O capricho não é apenas contraditório e curioso, ele é perigoso. Antidemocrático por excelência, o capricho visa, em verdade, a estruturação de uma política autoritária, com os mesmos personagens de sempre no poder. É preciso evitar o engano, não se trata de uma substituição completamente radical do que está presente em nosso espectro político. O caprichoso diz querer o Estado de Direito, mas está plenamente disposto a esquecer essa ideia se for o caso de se estabelecer um novo governo para o Brasil. Razão de Estado, estamos em uma crise que talvez torne necessário, argumenta o caprichoso, subverter algumas regras de direito para alcançar o que se almeja. Todo o problema, aí, consiste no fato de que devemos esquecer propriamente o direito para se alcançar os objetivos de alguns poucos interessados realmente na sucessão pelo poder.

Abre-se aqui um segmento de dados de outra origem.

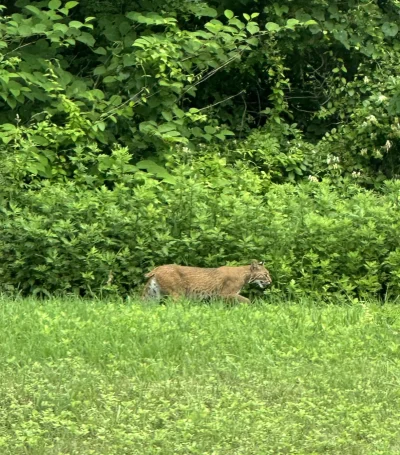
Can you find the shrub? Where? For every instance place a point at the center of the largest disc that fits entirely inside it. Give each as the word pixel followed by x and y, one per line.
pixel 66 237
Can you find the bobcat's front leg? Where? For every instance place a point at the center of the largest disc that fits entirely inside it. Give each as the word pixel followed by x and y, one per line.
pixel 237 298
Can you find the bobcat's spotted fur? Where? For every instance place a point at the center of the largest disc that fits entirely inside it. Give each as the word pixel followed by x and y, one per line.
pixel 224 282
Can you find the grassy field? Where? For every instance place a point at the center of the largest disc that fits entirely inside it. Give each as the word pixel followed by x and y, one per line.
pixel 110 378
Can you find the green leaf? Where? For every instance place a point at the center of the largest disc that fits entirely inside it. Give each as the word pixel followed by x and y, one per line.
pixel 100 51
pixel 272 26
pixel 291 23
pixel 253 28
pixel 155 169
pixel 86 38
pixel 62 27
pixel 75 24
pixel 25 30
pixel 70 5
pixel 54 4
pixel 34 10
pixel 109 79
pixel 228 13
pixel 390 29
pixel 209 129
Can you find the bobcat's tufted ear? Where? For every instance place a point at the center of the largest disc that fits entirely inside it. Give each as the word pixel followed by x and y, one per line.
pixel 254 265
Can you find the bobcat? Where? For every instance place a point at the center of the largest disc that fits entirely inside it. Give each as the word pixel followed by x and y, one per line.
pixel 224 282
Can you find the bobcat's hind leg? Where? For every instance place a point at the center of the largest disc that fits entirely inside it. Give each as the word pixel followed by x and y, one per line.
pixel 236 298
pixel 152 290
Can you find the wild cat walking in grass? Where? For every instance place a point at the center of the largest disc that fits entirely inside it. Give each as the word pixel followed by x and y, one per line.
pixel 222 282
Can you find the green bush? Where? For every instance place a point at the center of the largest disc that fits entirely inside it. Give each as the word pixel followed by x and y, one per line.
pixel 66 237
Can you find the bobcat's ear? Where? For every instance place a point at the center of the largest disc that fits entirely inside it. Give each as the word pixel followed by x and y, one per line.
pixel 254 265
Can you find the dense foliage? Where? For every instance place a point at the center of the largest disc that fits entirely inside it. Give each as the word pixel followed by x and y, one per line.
pixel 134 133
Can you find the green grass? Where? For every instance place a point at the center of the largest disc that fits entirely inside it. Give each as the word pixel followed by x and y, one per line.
pixel 93 377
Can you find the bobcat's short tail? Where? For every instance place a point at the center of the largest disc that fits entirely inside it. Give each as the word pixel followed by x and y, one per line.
pixel 152 273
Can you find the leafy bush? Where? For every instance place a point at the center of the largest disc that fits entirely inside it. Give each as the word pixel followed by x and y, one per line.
pixel 315 238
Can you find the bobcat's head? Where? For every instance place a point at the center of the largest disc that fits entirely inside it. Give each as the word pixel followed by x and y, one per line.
pixel 259 274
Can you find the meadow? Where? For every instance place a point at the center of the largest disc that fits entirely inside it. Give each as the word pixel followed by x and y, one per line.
pixel 95 377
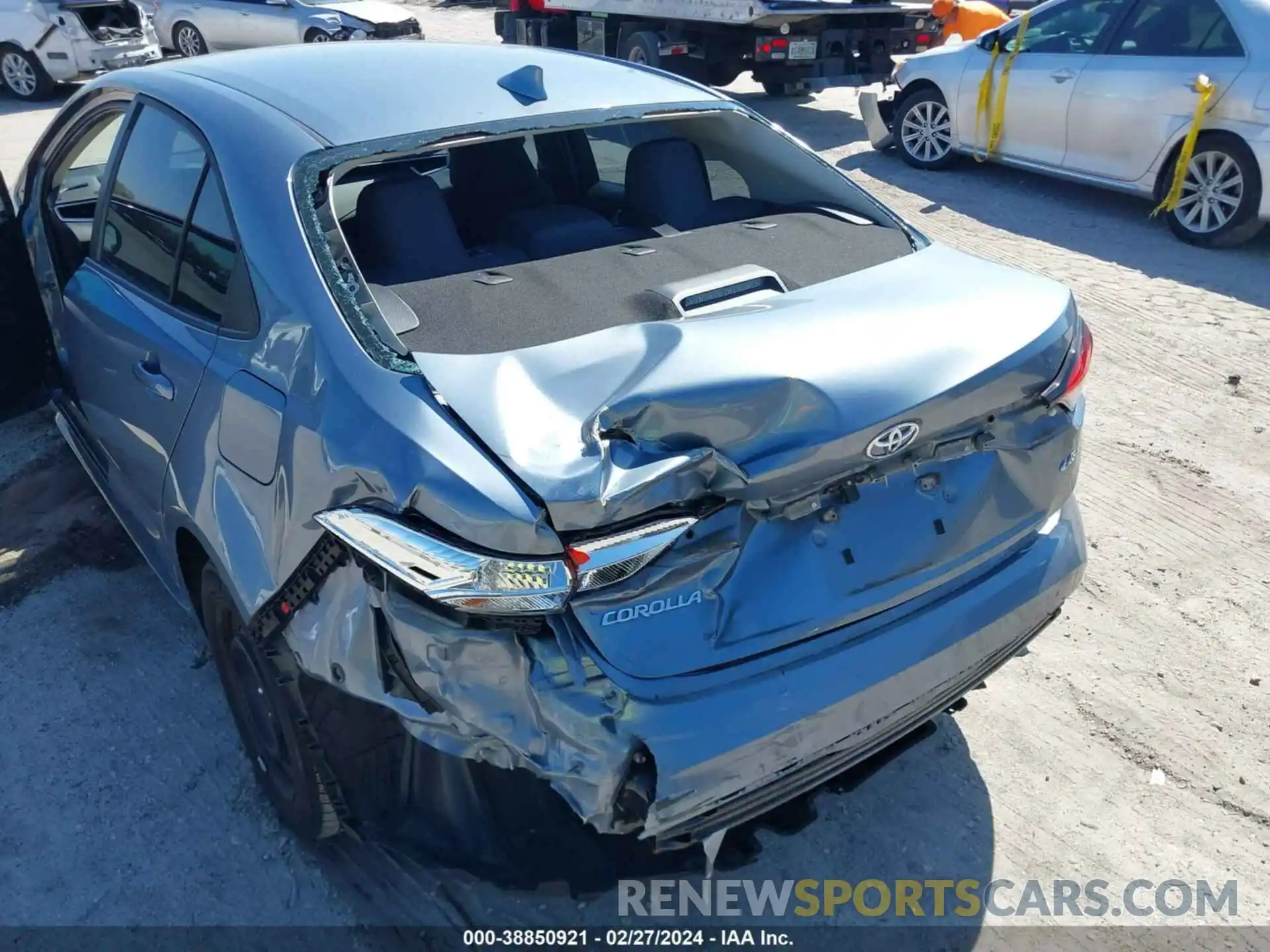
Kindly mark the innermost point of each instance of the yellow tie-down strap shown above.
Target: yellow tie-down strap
(995, 104)
(1206, 88)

           O caprichoso quer ir às ruas como manifestante político legítimo. Veste uma roupa que, a princípio, nada diz ideologicamente (todo mundo é brasileiro...) grita xingamentos aos governantes (apesar de ser educado, sempre se pode chegar ao limite da paciência...) e é escoltado pela própria polícia que percebe que se trata de um manifestante pacífico, afinal, é evidente que não se trata de um manifestante revolucionário. Está, inclusive, no meio do povo. Finge ser exatamente o que não é: inofensivo e democrático. Mas, não resta dúvida. Quando chegar a hora, abrirá uma boca enorme e cheia de dentes pronta para morder violentamente o poder.